If you have studied in the UK at degree level for less than three years (e.g. 3+1, 2+1, 2+2, etc.) you will be required to provide the results of an approved English language test and possibly resit the test to meet our academic entry requirements.
Full list of approved English language tests/qualifications and minimum requirements.
Fees in each subsequent year of study (where applicable) will be subject to an annual increase of 2%. We will confirm any change to the annual tuition fee to you in writing prior to you commencing each subsequent year of study (where applicable).
Deposit: £2,000 (usually paid within 1 month of receiving offer and non-refundable unless conditions of offer are not met)
First installment: Half fees less deposit (payable during on-line registration which should be completed at least 5 days before the start of the Induction period)
Second installment: Half fees (paid in January following start of course)
Our MSc in Mathematical Trading and Finance prepares you for success in the UK and around the world, in finance and related areas, within large investment banks, small specialist financial companies or boutique firms.
Your career path may take you into work as a quantitative, research or equity analyst, in risk management, on fixed income security desks, in the asset management industry including hedge funds, or into investment banking. You will also have the skills to study for a PhD in the area of quantitative finance and financial markets.
You’ll get support on identifying and achieving your goals from our careers team throughout your course, and benefit from our industry links and alumni network.
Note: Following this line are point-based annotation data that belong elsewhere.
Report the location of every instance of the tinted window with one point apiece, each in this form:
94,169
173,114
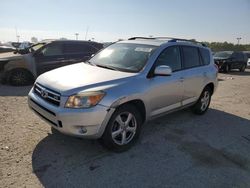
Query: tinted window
170,57
52,49
205,56
76,48
191,57
236,55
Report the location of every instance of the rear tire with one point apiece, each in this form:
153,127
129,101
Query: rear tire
203,102
123,129
20,77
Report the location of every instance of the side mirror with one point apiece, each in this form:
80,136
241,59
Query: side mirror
162,70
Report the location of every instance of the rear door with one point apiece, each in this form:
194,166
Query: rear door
165,92
49,58
194,74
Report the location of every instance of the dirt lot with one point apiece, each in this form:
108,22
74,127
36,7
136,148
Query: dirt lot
177,150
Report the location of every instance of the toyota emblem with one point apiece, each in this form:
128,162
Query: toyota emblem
44,93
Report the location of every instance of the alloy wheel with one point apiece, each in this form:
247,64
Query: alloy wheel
124,128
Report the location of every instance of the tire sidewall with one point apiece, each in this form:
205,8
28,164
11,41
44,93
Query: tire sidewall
197,108
107,140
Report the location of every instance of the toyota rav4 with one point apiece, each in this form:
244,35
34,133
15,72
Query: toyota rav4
123,86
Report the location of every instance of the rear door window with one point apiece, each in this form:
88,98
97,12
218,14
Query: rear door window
205,55
53,49
170,57
191,57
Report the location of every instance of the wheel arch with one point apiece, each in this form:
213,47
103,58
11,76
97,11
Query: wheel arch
210,86
138,104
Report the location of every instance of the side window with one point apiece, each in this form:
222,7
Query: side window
205,56
52,50
76,48
191,57
170,57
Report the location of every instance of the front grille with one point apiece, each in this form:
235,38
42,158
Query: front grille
48,95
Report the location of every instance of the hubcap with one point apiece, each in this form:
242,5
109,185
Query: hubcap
124,128
205,100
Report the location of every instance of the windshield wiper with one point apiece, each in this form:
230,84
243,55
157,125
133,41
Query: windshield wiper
90,63
107,67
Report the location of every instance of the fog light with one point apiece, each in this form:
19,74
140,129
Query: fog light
82,130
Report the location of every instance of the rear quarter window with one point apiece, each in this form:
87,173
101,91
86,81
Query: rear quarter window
205,55
191,57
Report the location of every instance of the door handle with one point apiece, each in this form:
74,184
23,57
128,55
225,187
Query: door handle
181,79
62,58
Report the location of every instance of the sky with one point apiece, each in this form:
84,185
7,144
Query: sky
109,20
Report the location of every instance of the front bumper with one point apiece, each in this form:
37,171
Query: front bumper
87,123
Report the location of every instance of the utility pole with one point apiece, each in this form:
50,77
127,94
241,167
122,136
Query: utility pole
17,36
238,39
86,34
76,35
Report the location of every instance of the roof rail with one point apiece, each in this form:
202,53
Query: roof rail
170,39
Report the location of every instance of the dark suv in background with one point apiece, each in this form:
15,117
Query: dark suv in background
227,60
21,67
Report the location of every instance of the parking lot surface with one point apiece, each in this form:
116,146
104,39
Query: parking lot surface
178,150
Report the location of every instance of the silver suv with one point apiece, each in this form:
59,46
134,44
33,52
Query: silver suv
123,86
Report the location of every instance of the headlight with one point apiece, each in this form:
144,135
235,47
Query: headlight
85,99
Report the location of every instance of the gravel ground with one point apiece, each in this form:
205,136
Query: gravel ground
177,150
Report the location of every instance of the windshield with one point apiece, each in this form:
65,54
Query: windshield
123,57
225,54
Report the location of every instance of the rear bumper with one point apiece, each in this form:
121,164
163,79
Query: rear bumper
72,122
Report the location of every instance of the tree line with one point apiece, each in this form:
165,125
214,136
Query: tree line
225,46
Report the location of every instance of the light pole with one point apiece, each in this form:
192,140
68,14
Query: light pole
76,35
238,39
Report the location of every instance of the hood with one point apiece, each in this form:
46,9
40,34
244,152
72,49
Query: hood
10,56
82,77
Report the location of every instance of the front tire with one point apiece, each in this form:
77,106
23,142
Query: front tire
123,129
203,103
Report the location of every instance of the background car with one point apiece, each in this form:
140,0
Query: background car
227,60
248,56
4,49
22,66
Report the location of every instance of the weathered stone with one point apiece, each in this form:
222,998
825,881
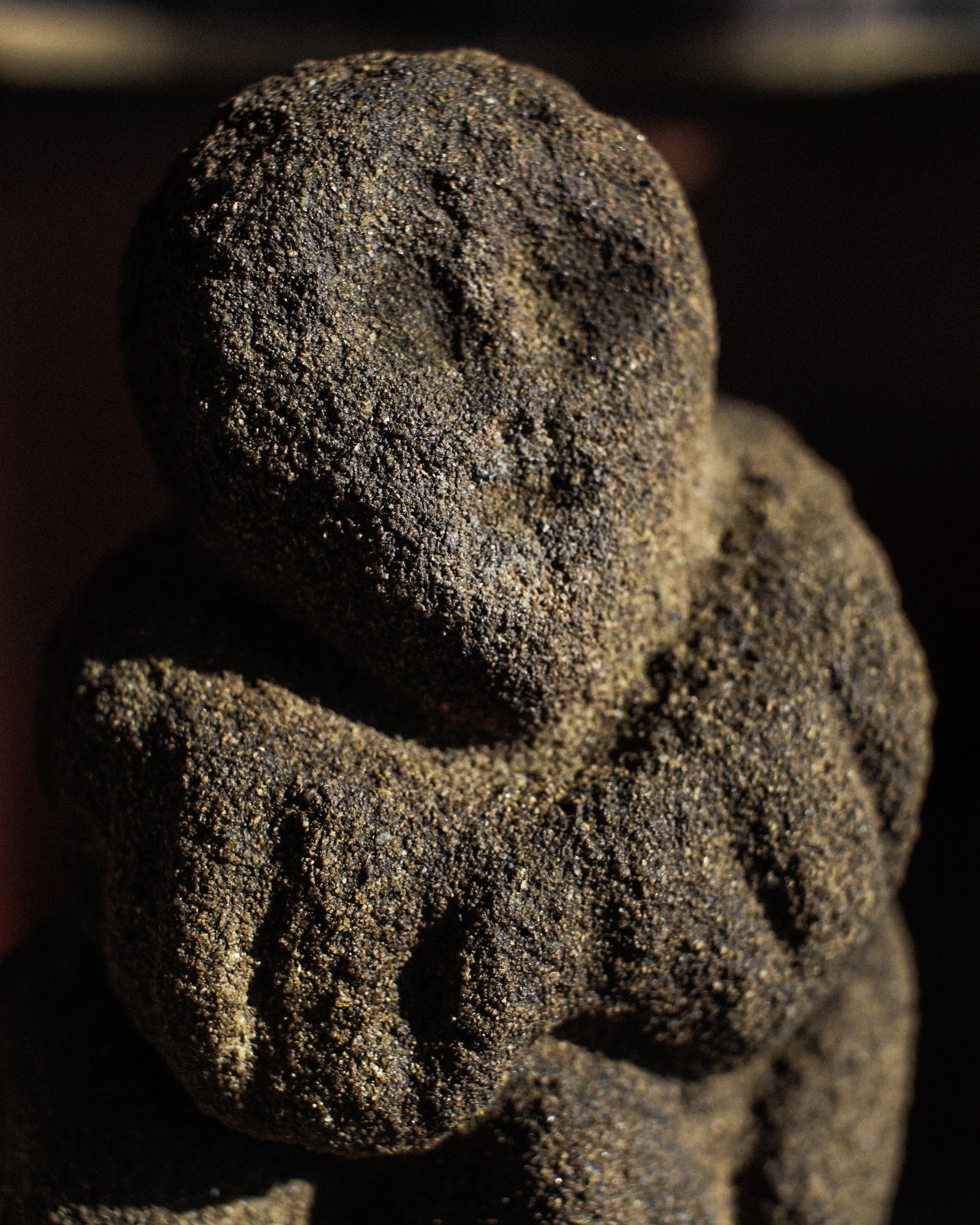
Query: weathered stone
424,345
96,1132
346,934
Hear from our Mathematical Trading and Finance alumni
Recent graduate of the MSc in Mathematical Trading and Finance programme have secured positions in companies including:
- Analyst - Global Markets - BNP Paribas
- Financial Structuring - Dealing Room - National Bank of Greece
- FICC electronic trading sales - Global Markets - Credit Agricole
- Analyst - AIM Trade Desk - Bloomberg
- Intern - Equity Digital Market - J.P. Morgan
Previous graduates have gone on to work in financial services, insurance, investment banking and assetmanagement, across Asia, the UK and EU.
(Data provided from alumni who completed the annual destination data survey for 2020/21 and 2019/20).